Островский заходил и в избы: всех здесь он хорошо знал, почти из каждой избы кто-нибудь работал летом в усадьбе – на кухне, в огороде. Встречали дружелюбно…

Но существовала и вторая тропа, оставлявшая Субботино справа, за деревьями. Тропа эта уводила на Харинскую пустошь.

Когда-то на месте пустоши стояла кутузовская деревня Харино, но в первой четверти XIX века она исчезла. Приехав впервые в Щелыково, драматург уже не застал и руин деревни: луг, на нем два старых сенных сарая, а дальше, на возвышенном месте в виде круга – лес с преобладанием сосны. Лес этот местные жители издавна называли «Шишкой». С «Шишкой» были связаны глухие предания, в центре ее есть еще искусственный холм, именуемый старожилами «Булдыш», сохранились остатки каменной кладки, ямины и т. д. Словом, место было обжитое, даже укрепленное, только все уже, задолго до Островского, давным-давно позабыли, что там стояло, где именно, в какие времена.

Зато при драматурге Харинская пустошь славилась своими сенными покосами, сочными травами. Александр Николаевич любил сенокос и в июле, после Петрова дня, то и дело приезжал в Харино с гостями – на лошадях, захватив с собой провизию. Пикники удавались на славу, запоминались гостям навсегда! Хозяин тоже блаженствовал. «Отправляемся в луг с самоваром – чай пьем», – расписывал он Сергею Васильевичу Максимову, прежнему участнику таких поездок. Речка Сендега протекала неподалеку от луга и образовывала тут заводь – к ней пробирались мелколесьем, через густые кусты можжевельника. «Вечером ездили на покос в Харино, – записывал 17 июля 1870 года гостивший в усадьбе Дубровский в своем дневнике. – Около леска («Шишки». – В. Б.) Островских я и маленький Саша слезли с долгуш, и Островский повел меня в Харинскую заводь густым лесом по берегам гремучей речки Сендеги. Берега этой речки, покрытой по обеим сторонам лесом, очень дики и пустынны, дно каменистое, вода – кристалл; прилегающие к ней поляны и возвышенные берега ее чрезвычайно красивы. В заводи пили чай и наслаждались запахом только что скошенного сена».

По-видимому, подобные вылазки на Сендегу под Харино совершались из Щелыкова довольно регулярно, так как сообщения о них мелькают в письмах: «Читаем, гуляем в своем лесу, ездим на Сендегу ловить рыбу, сбираем ягоды, ищем грибы». Сюда чаще всего водили на прогулки детей – близко, красиво, земляники много, а те даже в Москве бредили Хариным, сравнивали с его полянками и лужайками все, что поддавалось сравнению.

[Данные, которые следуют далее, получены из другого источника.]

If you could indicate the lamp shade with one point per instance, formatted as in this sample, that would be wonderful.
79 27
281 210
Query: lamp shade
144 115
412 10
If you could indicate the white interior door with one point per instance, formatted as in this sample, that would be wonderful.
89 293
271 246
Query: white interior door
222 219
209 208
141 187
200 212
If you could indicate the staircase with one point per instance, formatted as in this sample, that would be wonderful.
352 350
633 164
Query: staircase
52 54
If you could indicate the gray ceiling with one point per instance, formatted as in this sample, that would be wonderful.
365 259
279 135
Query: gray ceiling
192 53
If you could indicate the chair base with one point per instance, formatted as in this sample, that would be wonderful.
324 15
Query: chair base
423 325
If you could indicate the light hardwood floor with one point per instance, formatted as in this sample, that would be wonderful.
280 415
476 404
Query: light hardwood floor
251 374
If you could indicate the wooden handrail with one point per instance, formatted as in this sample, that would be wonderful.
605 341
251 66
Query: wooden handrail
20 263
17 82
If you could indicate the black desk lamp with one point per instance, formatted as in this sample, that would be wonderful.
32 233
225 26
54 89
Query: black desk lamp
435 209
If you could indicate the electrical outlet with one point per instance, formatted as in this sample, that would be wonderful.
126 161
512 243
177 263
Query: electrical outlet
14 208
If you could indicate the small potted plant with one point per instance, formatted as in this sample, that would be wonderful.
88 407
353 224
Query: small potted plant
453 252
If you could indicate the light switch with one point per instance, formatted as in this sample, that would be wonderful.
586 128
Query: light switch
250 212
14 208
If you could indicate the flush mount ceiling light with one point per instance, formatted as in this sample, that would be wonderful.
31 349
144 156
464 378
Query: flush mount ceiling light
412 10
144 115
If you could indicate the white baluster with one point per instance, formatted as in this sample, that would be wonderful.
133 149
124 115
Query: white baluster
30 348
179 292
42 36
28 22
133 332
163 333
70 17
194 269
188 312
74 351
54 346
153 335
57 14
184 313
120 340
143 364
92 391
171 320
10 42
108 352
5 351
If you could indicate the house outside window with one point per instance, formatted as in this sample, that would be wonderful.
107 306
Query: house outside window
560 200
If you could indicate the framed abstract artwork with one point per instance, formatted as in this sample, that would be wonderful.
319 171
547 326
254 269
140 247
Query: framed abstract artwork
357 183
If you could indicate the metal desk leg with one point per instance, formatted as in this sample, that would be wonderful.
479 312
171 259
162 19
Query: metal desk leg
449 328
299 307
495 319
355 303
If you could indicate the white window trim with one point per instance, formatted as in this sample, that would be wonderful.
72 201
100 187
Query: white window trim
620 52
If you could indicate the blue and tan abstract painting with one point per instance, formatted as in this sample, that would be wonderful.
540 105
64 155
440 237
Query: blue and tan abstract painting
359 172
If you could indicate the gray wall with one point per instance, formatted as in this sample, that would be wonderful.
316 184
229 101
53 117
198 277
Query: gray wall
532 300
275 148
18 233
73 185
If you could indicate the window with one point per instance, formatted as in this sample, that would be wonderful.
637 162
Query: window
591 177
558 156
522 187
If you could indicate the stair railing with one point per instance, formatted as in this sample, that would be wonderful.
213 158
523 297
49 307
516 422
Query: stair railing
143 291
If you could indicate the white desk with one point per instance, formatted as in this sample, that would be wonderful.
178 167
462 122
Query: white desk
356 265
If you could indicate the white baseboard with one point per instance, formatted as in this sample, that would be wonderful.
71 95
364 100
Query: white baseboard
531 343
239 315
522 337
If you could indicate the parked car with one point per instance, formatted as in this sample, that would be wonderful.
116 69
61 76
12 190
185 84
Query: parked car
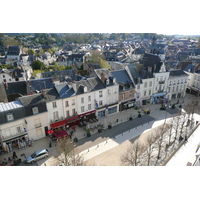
37 155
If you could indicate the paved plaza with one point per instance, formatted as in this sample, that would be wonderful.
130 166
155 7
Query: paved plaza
122 133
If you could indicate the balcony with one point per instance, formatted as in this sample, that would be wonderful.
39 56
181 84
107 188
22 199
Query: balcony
160 91
38 125
161 82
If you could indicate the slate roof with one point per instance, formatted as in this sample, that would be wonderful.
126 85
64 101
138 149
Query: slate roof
14 107
122 76
61 75
151 60
39 84
17 87
177 73
92 84
64 90
13 50
190 68
135 74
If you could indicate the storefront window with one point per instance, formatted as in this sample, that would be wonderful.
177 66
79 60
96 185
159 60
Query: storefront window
112 110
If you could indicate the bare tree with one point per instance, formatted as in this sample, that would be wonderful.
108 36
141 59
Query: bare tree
150 140
67 153
160 139
133 154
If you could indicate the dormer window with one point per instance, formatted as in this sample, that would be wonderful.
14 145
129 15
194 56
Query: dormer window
35 110
10 117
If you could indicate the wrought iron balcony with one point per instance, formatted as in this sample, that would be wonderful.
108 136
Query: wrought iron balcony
161 82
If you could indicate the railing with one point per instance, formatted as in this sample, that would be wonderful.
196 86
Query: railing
38 125
161 82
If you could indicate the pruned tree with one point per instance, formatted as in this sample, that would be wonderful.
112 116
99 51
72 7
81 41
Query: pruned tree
67 153
150 146
160 140
133 154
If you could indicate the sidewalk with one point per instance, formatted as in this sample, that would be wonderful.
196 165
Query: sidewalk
123 119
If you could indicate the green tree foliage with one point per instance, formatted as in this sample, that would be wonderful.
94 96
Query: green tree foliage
38 65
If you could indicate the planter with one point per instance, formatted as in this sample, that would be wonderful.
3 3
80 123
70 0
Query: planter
109 126
88 134
75 140
99 130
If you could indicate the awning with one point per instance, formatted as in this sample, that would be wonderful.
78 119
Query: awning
60 134
72 119
14 137
87 113
58 124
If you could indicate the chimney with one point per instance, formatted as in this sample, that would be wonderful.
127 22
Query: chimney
44 94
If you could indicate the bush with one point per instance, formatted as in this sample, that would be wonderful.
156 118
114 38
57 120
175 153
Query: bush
88 134
99 130
109 126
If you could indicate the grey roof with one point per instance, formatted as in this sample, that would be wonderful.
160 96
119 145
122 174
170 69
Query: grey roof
92 84
10 105
177 73
122 76
61 75
64 90
134 73
39 84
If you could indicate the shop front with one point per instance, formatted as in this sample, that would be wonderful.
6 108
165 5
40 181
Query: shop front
127 105
107 111
58 124
72 121
159 98
18 141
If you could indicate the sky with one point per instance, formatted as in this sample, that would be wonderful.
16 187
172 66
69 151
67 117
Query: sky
164 17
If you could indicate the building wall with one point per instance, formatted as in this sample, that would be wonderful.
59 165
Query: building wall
10 129
35 125
53 107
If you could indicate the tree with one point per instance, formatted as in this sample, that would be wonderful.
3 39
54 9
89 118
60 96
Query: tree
37 65
133 154
150 140
160 139
67 153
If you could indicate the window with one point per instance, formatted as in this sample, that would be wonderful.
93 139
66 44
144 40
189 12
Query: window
100 94
35 110
19 129
55 115
54 104
82 108
73 111
9 117
100 103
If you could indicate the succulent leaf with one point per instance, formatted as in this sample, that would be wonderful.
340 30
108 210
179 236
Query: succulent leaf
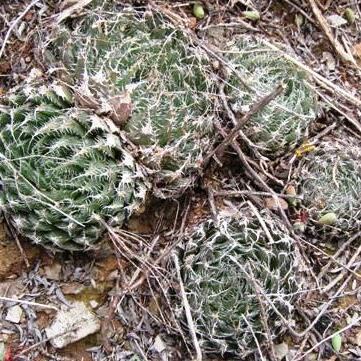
61 172
330 181
283 122
167 79
218 263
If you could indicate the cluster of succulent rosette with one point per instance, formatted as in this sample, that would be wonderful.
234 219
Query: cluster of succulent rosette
72 162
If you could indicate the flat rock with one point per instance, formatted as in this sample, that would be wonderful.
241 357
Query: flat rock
14 314
72 324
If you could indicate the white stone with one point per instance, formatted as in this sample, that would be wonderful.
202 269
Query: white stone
336 20
14 314
72 324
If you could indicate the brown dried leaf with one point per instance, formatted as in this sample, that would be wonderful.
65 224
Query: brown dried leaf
121 106
357 50
274 203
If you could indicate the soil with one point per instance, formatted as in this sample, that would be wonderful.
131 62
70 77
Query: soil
97 278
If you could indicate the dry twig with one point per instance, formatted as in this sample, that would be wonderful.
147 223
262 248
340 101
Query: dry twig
14 23
345 57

Детей дальше «Шишки» не пускали, сам же Островский нередко, побродив по пустоши, поворачивал налево, туда, где виднелись коньки крыш деревни Лобанове. Деревня была небольшая и считалась новопостроенной – еще в конце XVIII века по документам она именовалась Ново-Лобановом. В саму деревню Александр Николаевич, если не было особой нужды, не заходил – он поворачивал у крайней избы и, сопровождаемый лаем собак, спускался по широкой луговине к Сендеге. Речка в этих местах виляла, кружилась, то совсем суживаясь, то распадаясь на два рукава и образуя низкие песчаные острова, обрывистые ее берега поросли малиной, черной смородиной и, увы, жгучей крапивой.

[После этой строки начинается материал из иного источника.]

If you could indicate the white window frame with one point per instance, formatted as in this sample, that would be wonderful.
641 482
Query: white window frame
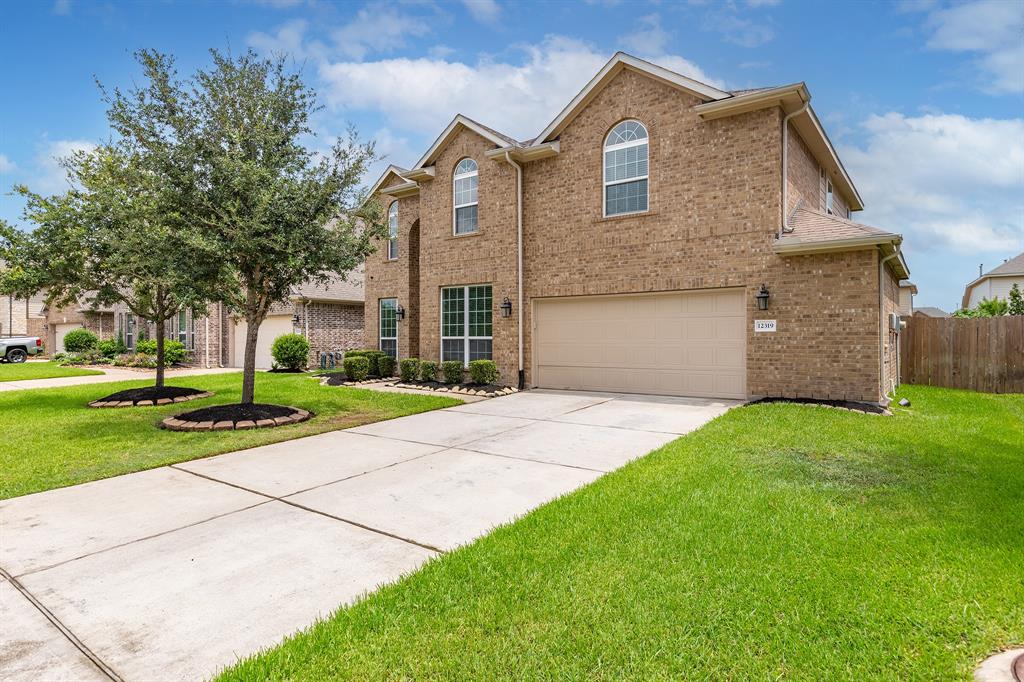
622 145
392 231
455 207
465 338
380 332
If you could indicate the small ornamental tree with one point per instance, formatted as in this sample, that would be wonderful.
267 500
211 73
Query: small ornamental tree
273 214
1016 301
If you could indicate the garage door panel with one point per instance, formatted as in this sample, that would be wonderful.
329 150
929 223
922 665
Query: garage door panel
690 343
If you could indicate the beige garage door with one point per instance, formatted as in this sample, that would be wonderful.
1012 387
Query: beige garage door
678 343
272 327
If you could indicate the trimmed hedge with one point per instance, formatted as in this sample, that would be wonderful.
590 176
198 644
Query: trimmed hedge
409 369
80 340
483 372
428 371
291 351
452 371
356 368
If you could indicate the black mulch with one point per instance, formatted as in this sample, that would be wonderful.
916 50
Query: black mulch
237 413
845 405
150 393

По жердочкам драматург осторожно перебирался на левый берег реки – когда за год до смерти он не отважился на это, не доверяя слабым ногам, то сопровождающие Александра Николаевича крестьяне, встав прямо в воду – Сендега здесь неглубока, провели его под руки.

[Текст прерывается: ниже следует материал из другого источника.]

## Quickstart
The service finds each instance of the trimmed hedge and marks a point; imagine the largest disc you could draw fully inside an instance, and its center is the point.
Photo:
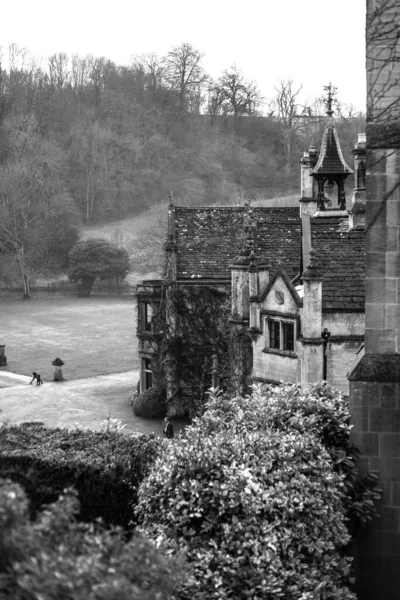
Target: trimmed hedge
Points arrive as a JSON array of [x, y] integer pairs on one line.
[[257, 494], [55, 557], [106, 468]]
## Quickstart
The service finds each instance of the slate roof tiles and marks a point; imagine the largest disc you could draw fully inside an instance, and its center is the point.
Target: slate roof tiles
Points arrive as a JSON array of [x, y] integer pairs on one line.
[[341, 258], [209, 238]]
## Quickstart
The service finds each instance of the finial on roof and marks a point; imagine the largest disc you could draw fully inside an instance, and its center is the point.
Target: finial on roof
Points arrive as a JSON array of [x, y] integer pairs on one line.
[[331, 91], [253, 262], [312, 271]]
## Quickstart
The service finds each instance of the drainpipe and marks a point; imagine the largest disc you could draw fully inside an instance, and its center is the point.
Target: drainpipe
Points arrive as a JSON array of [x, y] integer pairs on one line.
[[325, 336]]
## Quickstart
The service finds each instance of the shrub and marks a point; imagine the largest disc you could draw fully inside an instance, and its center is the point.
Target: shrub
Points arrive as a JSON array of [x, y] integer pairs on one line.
[[57, 558], [105, 467], [151, 404], [259, 511], [323, 411]]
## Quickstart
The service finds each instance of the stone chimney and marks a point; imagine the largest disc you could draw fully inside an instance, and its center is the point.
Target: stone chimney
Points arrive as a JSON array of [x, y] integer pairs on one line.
[[357, 210], [311, 324], [308, 187]]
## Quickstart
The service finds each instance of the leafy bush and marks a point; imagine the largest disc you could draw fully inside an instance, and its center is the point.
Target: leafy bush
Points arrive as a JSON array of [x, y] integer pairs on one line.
[[151, 404], [58, 558], [105, 467], [257, 506]]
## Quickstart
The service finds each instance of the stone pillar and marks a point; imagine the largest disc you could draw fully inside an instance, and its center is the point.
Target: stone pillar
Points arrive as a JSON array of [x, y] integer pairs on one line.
[[375, 381], [311, 324], [254, 291], [308, 200], [3, 357], [240, 296], [58, 365], [357, 210]]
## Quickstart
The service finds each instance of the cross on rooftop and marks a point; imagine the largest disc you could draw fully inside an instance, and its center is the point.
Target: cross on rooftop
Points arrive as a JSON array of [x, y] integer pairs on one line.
[[331, 92]]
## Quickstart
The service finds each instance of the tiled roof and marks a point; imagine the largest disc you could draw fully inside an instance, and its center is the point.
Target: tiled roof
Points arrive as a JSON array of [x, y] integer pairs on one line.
[[331, 161], [209, 238], [341, 258]]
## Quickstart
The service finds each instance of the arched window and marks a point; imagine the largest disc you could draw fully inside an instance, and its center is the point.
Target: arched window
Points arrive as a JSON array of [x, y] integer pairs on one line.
[[360, 183]]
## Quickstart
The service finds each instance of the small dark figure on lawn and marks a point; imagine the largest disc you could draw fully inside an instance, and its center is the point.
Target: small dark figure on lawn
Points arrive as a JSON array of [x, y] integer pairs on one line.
[[168, 428]]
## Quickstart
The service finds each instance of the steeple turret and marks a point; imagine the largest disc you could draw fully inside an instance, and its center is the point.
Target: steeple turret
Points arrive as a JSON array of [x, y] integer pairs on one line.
[[331, 168]]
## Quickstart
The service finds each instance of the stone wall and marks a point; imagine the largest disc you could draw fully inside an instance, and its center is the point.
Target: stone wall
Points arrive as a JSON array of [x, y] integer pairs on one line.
[[375, 382]]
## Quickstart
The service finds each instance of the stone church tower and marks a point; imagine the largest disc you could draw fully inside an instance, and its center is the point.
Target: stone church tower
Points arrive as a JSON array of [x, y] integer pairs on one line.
[[375, 382]]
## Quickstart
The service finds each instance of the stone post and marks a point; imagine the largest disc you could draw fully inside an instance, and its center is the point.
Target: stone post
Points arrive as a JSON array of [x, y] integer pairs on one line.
[[308, 200], [3, 357], [375, 381], [254, 290], [357, 209], [58, 365], [214, 372], [312, 354]]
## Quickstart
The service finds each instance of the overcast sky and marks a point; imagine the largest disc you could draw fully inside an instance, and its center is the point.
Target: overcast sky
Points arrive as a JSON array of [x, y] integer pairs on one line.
[[314, 42]]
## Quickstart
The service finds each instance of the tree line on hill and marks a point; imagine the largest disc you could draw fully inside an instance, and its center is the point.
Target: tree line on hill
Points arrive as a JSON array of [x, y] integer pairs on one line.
[[85, 140]]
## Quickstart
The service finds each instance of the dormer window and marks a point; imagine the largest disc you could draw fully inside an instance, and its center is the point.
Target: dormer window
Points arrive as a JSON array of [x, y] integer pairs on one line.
[[146, 313], [280, 334]]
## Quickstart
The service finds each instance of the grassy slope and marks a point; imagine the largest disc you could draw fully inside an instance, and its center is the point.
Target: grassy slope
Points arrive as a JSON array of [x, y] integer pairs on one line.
[[92, 336]]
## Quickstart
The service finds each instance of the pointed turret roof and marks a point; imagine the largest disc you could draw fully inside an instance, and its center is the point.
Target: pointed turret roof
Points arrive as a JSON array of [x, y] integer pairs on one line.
[[331, 161]]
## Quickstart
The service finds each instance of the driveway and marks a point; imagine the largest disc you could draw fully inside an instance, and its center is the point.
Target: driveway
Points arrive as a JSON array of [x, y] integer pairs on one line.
[[84, 401]]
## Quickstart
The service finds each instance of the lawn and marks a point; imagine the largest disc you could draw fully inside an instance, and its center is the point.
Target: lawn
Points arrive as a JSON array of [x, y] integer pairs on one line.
[[93, 336]]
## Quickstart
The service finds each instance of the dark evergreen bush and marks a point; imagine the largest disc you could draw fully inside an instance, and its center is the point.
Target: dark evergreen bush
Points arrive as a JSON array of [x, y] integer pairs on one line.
[[257, 494], [57, 558], [151, 404], [106, 468]]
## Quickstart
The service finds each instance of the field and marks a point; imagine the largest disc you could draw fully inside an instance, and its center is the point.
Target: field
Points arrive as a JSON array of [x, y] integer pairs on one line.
[[93, 336]]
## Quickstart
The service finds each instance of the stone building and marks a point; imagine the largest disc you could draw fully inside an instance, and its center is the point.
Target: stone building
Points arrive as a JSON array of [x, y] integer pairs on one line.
[[375, 381], [294, 278]]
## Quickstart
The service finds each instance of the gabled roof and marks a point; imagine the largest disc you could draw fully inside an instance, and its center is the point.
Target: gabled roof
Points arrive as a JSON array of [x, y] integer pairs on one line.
[[331, 161], [341, 259], [292, 290], [209, 238]]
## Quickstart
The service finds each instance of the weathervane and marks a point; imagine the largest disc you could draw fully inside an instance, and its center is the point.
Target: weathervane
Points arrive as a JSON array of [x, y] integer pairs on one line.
[[331, 91]]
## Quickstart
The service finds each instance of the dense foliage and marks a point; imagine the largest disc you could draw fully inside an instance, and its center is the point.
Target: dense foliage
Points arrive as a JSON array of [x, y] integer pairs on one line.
[[151, 404], [93, 259], [104, 467], [256, 493], [55, 557], [130, 133]]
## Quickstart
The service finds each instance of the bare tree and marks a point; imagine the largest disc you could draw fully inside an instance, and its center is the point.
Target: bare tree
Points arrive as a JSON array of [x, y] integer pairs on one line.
[[383, 73], [60, 75], [185, 76], [291, 116], [27, 183], [235, 94]]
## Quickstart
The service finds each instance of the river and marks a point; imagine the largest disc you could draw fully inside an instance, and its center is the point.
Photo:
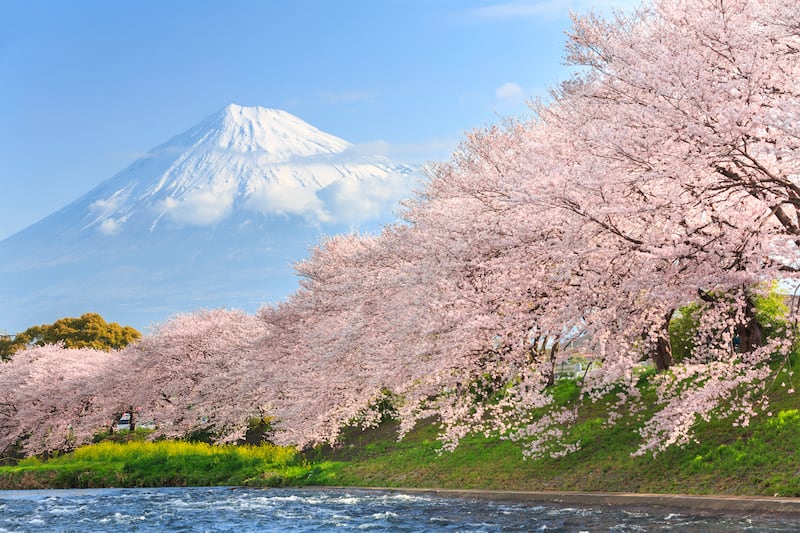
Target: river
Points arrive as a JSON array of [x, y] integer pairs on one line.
[[221, 509]]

Перейдя реку, Островский шел иногда по тропке через урему налево, к «Стрелке». Профессор Александр Иванович Ревякин, занимавшийся изучением местных мотивов в творчестве Островского и опрашивавший в 1930-х годах местных жителей, отмечал в монографии: «Создавая обстановку «Снегурочки», Островский, несомненно, имел в виду и так называемую «Стрелку». Это высокая гора на левом берегу Сендеги против деревни Лобаново. С этой горы, ныне заросшей лесом, открывался великолепный вид на окрестности. На «Стрелке» были устроены беседки для сиденья и большая крытая беседка-гриб. По воскресеньям сюда собирались девушки и парни всех ближайших деревень и сел на гулянье: пели песни, водили хороводы, танцевали кадриль, отплясывали русскую. На «Стрелку», полюбоваться народным гуляньем, съезжались многие владельцы окрестных поместий. Особенно частым посетителем «Стрелки» был Островский, прибывавший сюда со всей семьей. Старики вспоминают, что он оделял ребят конфетами».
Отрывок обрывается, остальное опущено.